Not particularly as a matter of choice, of late I have been thinking about the aftermath. War, genocide, and mass violence are giant forces which have thrown up immense detritus in Northeast Asia: memorialization is the norm, but so, too, is the suppression of memory and its manipulation by politician-revolutionaries of all stripes.
Japanese politicians enter Yasukuni Shrine while Chinese leaders put their husky lungs into anti-Japanese anthems; Japanese peace activists see their monuments attacked while Chinese lawyers roam the land hunting for evidence 70 years old. And young Chinese-Americans discover their voices in “revelation” of evidence that has been lying there for decades, in plain view or in an archive, for anyone to see.
Having just emerged from a short encounter with perhaps ten boxes of materials from the Iris Chang Papers at the Hoover Institution Archives at Stanford relating to The Rape of Nanking, it’s something I am mulling over presently. How are people like myself supposed to survey the ashes (that is, the documents) and pronounce some kind of a verdict therefrom? How does a scholar/witness locate his viscera, and, presuming he finds it, what then is he supposed to do with it? In other words, what is the proper relationship between emotion, even fiery moralism, and scholarship? And is scholarship itself a form of witnessing? What, in other words, is proper relation of emotion to historical work?
And, although I had a few quibbles with a recent commenter about Iris Chang, it’s something the one known as “Stinky Tofu” (臭豆腐) got me thinking about further. How does personal experience (and linguistic limitation!) impact our choice of research topic and the interpretation applied?

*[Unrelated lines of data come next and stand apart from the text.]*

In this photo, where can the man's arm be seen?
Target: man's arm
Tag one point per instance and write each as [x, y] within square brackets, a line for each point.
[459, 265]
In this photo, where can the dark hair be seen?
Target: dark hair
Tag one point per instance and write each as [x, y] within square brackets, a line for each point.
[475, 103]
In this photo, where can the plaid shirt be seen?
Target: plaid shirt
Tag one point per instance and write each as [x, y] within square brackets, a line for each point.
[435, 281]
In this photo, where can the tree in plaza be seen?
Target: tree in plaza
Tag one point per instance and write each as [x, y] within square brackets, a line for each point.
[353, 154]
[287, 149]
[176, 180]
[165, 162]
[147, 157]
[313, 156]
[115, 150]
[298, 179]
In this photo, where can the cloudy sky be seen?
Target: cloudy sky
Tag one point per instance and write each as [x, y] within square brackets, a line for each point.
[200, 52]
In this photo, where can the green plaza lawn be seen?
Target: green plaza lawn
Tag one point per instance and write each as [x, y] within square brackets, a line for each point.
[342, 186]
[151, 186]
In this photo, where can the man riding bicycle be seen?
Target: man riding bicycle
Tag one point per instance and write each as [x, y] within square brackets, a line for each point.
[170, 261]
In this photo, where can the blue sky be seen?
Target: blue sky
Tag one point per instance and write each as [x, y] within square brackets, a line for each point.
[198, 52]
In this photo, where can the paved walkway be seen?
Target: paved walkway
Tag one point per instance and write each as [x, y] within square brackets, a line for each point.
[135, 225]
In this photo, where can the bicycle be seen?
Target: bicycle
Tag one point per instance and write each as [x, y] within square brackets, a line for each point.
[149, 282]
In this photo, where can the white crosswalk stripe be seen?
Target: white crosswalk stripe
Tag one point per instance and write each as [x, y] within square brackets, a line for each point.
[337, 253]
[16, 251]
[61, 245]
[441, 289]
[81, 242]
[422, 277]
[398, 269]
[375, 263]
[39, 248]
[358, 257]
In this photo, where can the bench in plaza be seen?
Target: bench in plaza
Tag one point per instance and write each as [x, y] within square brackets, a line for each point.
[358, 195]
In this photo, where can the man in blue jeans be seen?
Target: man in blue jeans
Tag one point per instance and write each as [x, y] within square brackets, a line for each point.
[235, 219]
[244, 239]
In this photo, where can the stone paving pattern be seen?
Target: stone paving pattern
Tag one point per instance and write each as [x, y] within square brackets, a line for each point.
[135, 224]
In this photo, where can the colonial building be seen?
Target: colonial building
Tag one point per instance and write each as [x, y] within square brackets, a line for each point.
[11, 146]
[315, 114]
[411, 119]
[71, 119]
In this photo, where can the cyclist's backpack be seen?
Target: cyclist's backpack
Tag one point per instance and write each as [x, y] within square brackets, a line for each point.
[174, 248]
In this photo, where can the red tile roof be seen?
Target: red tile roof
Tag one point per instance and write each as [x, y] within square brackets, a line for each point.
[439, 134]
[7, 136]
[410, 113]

In a box of index cards scrawled on by Iris Chang (Box 195 of her papers), Chang has created the category “My lifestyle/philosophy” under which to capture data to share on her book tour. On a card in that category entitled “Personal Feelings When Writing Book,” she notes that she cried frequently while writing the book, apparently out of empathy for the victims.
Chang’s idea that somehow she alone was privy to “the forgotten holocaust of World War II” while researching and writing the book likely heightened her emotion.
I wonder if this is really touching and beautiful, or if, to put it bluntly, Chang is seeking to bypass the brain by connecting to the viscera.
Somehow I can imagine the concerned looks this fact would inspire on the faces of lifelong scholars at York University like Bob Tadashi Wakabayashi, who, in his indispensable edited volume The Naking Atrocity 1937-38 (Berghahn Press), states: “Historians must try, at least, to rise above the personal, political, and ethnic biases that virtually all human beings harbor. ”
A couple of weeks ago I heard a similar message when I had lunch with, and then attended a talk by, Carl Wilkins. Carl was one of the few Americans in Rwanda when the genocide began in 1994, and he was the only American to remain in Kilgali, saving lives and making compromises, for the terrible duration of the violence. I heard Carl speak last year also at Pacific Lutheran University, but his talk this time, to a smaller audience, stirred me up even further.
But he is an advocate for genocide prevention, and I, at least explicitly, am not in that business. By the same token, historical scholarship is inevitably entangled with politics . All we need to read as reminder to this fact is Sima Qian’s work, and be glad we have all our body parts. And Iris Chang’s papers, tear-stained and all.